I wanted to say that right at the top. If reading it made you roll your eyes, I thought I’d offer the chance to choose to pass on this post. Because even if I believe in destiny, I’m no fatalist. I still firmly believe in freedom of choice.
Does that sound contradictory? Hmmm, maybe you do want to read on.
Guided by Choice:
“Though we are not permitted to choose the frame of our destiny, what we put into it is ours.”—Dag Hammarskjold
I think it’s true, that much of destiny is circumstance—our frame of destiny. In regard to O’Donohue’s quote at the top of the essay, imagine how much different your life would be even if you’d been born to the family next door. And yet, I believe destiny is laden with choice, as well.
I’ve read a lot on the subject of authorial voice lately, including Jo Eberhardt’s great post here on WU, in which she speaks of the role our perspectives play in our voices. Considering the infinite variations on the frames of our circumstance, it’s difficult to argue that each of us has a unique perspective. Which reinforces the notion that only we can tell our stories.
I recently coupled that line of thought with the realization that I’ve always had a powerful impulse to write lurking deep inside me. And it seems I’m not alone—I hear again and again how writers simply could not resist writing. If you’re prone to such notions, the compulsion so many of us feel paired with the uniqueness we invariably share through story can almost feel like a divine conspiracy. Or, if you prefer a more scientific explanation, perhaps the coupling lies at the very crux of our survival and thriving as a species. Or perhaps you’ve rolled your eyes again.
It’s funny though, in looking back on my life, how long I did resist the impulse. Especially considering how young I was when decided I would write. So many of my subsequent choices seemed to lead me away from actually writing. But some aspect of all of those choices—like course-corrections from the Universe—continued to lead me back to storytelling. Choices such as my curriculum selections in school, my vocational decisions, and even recognizing, pursuing, and marrying my soul-mate, are all woven into my work, and integral to my writing destiny. What I’ve put into the frame is undeniably mine.

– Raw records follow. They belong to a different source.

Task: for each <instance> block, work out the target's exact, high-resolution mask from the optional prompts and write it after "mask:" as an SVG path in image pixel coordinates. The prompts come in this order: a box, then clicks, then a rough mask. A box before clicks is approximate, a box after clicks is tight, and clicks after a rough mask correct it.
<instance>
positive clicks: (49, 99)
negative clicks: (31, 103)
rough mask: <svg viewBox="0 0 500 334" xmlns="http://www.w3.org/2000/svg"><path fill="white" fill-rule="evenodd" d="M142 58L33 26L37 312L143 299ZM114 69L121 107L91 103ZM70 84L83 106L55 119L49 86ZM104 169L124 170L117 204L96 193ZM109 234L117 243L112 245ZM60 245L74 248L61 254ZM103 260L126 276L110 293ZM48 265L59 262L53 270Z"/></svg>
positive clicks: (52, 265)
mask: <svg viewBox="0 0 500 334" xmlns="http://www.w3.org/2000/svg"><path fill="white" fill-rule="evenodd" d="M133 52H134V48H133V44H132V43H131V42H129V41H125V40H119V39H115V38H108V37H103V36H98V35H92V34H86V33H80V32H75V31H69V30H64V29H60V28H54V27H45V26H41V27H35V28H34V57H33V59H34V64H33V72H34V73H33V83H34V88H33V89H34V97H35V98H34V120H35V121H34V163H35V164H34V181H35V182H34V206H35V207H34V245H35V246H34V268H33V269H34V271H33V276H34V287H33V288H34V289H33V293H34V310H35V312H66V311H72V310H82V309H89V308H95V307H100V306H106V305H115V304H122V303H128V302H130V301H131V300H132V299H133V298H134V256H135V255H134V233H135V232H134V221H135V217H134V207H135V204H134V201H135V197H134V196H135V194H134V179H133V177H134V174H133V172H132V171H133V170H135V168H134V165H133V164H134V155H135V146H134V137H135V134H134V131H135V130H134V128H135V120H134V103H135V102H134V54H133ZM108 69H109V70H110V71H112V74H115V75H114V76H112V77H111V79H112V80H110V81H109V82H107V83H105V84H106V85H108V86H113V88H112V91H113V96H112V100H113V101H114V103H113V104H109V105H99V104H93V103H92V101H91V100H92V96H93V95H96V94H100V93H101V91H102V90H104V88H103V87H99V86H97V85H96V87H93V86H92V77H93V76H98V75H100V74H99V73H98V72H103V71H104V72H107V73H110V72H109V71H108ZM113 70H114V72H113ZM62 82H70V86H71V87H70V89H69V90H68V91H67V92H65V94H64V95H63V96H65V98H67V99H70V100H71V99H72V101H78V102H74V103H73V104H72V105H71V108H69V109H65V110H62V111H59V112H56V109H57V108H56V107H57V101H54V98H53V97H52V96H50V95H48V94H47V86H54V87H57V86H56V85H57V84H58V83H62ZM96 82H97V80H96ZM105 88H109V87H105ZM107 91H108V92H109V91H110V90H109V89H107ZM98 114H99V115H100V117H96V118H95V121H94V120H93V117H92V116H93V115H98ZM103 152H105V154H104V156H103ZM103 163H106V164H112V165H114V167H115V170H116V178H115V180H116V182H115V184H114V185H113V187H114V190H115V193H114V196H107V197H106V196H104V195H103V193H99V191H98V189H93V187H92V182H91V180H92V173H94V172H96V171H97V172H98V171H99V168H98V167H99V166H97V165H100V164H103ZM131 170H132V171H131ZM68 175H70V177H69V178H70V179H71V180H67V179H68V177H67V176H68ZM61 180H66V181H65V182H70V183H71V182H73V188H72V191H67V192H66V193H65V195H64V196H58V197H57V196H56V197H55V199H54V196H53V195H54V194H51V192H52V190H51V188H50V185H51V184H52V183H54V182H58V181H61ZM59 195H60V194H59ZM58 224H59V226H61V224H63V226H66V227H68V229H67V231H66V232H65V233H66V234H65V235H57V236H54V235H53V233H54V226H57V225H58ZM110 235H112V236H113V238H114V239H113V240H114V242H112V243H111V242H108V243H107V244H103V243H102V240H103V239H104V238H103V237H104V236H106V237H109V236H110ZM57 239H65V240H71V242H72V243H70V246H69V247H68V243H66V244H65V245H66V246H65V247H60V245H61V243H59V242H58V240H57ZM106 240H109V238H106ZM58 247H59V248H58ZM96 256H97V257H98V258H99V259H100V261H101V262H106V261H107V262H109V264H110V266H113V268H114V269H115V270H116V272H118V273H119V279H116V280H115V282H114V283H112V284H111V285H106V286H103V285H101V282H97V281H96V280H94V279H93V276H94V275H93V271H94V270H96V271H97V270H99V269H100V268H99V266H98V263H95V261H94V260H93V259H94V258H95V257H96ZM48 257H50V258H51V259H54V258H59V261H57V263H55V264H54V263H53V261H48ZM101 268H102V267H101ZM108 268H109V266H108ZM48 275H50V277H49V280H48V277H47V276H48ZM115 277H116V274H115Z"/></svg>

“Riddle of destiny, who can show / What thy short visit meant, or know / What thy errand here below?”—Charles Lamb
As I said above, a part of Hammarskjold’s frame of destiny is the family we’re born into. And if each of us has a destiny, one that is dependent on our choices, that destiny must certainly influence and be influenced by the destinies of others in our lives—particularly by the destinies of those we love.